Sector News

Where Russia's Lukoil sees oil prices going

November 22, 2016
News

Russian oil company Lukoil said during a meeting of the board of directors its two-year budget starting in 2017 would be based on oil priced at $40 per barrel.

Lukoil’s board of directors met in Moscow to review trends in the global energy industry over the coming years. From the company’s perspective, conditions were appropriate to boost production from some of its core assets to plateau levels and increase activity in the exploration and production side of the energy sector.

Exploration and production, known also as the upstream sector, will account for 80 percent of the company’s total spending.

“The budget for 2017-19 is based on a conservative oil price assumption, in particular $40 per barrel of Brent is used for 2017, and envisages active development of company’s projects primarily in the upstream segment,” the company said in a statement.

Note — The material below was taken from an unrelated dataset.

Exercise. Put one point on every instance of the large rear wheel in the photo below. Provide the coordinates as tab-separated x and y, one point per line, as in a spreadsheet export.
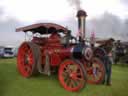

The price for Brent crude oil was just shy of $49 per barrel in early Tuesday trading. Oil prices have moved in volatile territory since September when members of the Organization of Petroleum Exporting Countries offered a production proposal to keep markets in check. Brent moved above $50 per barrel in the wake of that meeting, flirted with $40 per barrel as doubts lingered, and has since held in the upper $40-range as member states review their options ahead of a formal meeting next week.

The Central Bank of Russia said last week the probability of another drastic collapse in oil prices is low, though recovery won’t be substantially above current rates. Bank chief Elvira Nabiullina said she expected oil prices to hold around $40 per barrel for at least a few years.

Russia has offered fluid support for a proposal seen as hinging in part on participation from producers outside of OPEC. Writing in the Italian daily newspaper Corriere della Sera in October, Igor Sechin, the CEO of Russian oil company Rosneft, said OPEC members were waging a “price war” and Russian producers won’t be staying on the sidelines in the race for increased market shares.

Speaking from the sidelines of an economic summit in Peru this week, Russian President Vladimir Putin said there would be no problems for his country if it kept oil production stable.

Russia’s oil production is currently at or near post-Soviet highs.